On June 30, 2016, the Company closed on a Stock Purchase Agreement (“Jayco SPA”) for the acquisition of all the issued and outstanding capital stock of towable and motorized recreational vehicle manufacturer Jayco, Corp. (“Jayco”) for initial cash consideration of $576,060, subject to adjustment. This acquisition was funded from the Company’s cash on hand and $360,000 from an asset-based revolving credit facility as more fully described in Note 12 to the Condensed Consolidated Financial Statements. The final purchase price adjustment of $5,039 was based on the final determination of net assets as of the June 30, 2016 closing date and was paid during the first quarter of fiscal 2017. Jayco operates as an independent operation in the same manner as the Company’s other recreational vehicle subsidiaries, and its towables operations are aggregated within the Company’s towable recreational vehicle reportable segment and its motorized operations are aggregated within the Company’s motorized recreational vehicle reportable segment. The Company purchased Jayco to complement its existing towable and motorized RV product offerings and dealer base.

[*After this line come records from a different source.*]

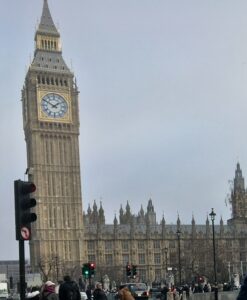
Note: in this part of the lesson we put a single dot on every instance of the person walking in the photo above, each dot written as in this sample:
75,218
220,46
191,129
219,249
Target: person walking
98,293
48,291
69,290
243,290
125,294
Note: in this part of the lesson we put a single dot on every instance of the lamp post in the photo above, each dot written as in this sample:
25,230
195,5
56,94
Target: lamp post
179,256
165,251
212,215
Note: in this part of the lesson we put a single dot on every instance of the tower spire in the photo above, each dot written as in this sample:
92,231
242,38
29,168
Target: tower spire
47,25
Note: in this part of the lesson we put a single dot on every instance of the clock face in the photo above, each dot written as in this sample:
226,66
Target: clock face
54,105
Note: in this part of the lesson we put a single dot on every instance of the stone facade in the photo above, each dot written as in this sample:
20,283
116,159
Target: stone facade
51,127
153,247
61,238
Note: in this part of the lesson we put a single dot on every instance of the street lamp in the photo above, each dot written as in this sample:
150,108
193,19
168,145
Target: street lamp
179,256
212,215
165,251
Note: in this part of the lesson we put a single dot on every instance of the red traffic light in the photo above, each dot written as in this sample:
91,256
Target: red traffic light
92,265
28,187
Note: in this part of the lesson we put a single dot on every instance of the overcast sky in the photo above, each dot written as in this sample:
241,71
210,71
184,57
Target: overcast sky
162,102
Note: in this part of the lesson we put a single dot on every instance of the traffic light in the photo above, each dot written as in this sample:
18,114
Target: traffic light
134,271
23,204
128,270
91,269
85,270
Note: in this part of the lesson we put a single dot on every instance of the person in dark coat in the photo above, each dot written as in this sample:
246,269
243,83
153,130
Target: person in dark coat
48,292
98,293
69,290
243,291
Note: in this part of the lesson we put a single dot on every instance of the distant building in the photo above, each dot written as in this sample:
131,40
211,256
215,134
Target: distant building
152,246
61,239
10,268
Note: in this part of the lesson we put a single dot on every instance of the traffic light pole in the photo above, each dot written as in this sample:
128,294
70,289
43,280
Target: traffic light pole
22,270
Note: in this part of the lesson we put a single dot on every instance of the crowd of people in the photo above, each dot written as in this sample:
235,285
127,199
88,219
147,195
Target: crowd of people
68,290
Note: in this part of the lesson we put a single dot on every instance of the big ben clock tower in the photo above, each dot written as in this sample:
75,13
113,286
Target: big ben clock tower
51,126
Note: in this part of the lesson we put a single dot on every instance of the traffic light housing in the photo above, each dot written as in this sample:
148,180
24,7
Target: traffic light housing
128,270
134,270
91,269
23,204
85,270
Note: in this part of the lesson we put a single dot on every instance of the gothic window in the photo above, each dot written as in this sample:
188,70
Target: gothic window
156,244
108,246
141,245
228,243
109,259
91,246
242,243
125,245
142,275
158,274
141,258
157,260
125,259
172,244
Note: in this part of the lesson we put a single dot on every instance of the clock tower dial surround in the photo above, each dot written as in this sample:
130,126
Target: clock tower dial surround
51,127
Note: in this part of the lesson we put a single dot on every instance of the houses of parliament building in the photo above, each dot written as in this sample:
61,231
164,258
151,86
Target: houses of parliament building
66,236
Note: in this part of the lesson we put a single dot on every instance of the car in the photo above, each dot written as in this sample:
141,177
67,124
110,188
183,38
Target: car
138,290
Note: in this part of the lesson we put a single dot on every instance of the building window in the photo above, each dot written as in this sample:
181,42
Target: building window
172,244
141,245
91,246
125,245
108,246
109,259
142,275
141,257
125,259
242,243
157,260
157,275
156,244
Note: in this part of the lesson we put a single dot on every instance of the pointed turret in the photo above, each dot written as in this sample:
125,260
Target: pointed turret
46,25
48,50
238,195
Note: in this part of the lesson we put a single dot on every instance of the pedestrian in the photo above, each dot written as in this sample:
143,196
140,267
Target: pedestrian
89,292
69,290
243,291
33,294
48,291
98,293
124,293
164,292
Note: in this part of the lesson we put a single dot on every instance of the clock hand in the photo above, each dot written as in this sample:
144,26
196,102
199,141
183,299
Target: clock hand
53,105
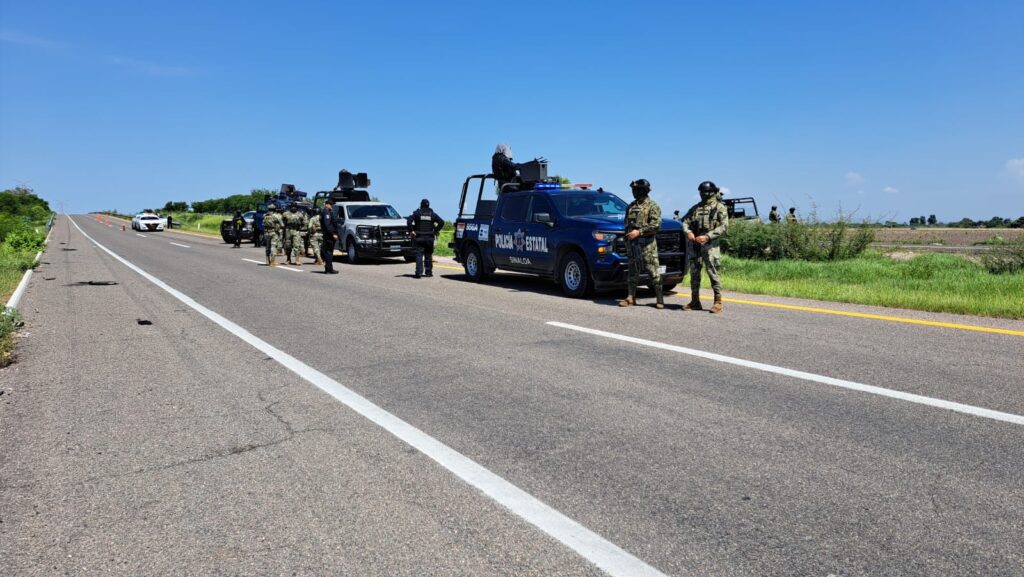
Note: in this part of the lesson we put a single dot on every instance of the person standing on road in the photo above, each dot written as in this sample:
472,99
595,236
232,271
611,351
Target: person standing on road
643,220
424,223
315,238
295,227
702,224
330,231
238,223
272,227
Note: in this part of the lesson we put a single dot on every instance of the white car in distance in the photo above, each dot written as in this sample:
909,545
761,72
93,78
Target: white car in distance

The following table summarizes the final fair values assigned to the Jayco net assets acquired, which were based on internal and independent external valuations:

 

Cash

   $ 18,409  

Other current assets

     258,158  

Property, plant and equipment

     80,824  

Dealer network

     261,100  

Trademarks

     92,800  

Backlog

     12,400  

Goodwill

     74,184  

Current liabilities

     (216,776
  

 

 

 

Total fair value of net assets acquired

     581,099  

Less cash acquired

     (18,409
  

 

 

 

Total cash consideration for acquisition, less cash acquired

   $ 562,690  
  

 

 

 

On the acquisition date, amortizable intangible assets had a weighted-average useful life of 19.3 years. The dealer network was valued based on the Discounted Cash Flow Method and is amortized on an accelerated basis over 20 years. The trademarks were valued on the Relief from Royalty Method and are amortized on a straight-line basis over 20 years. Backlog was valued based on the Discounted Cash Flow Method and was amortized on a straight-line basis over 3 months. Goodwill is deductible for tax purposes.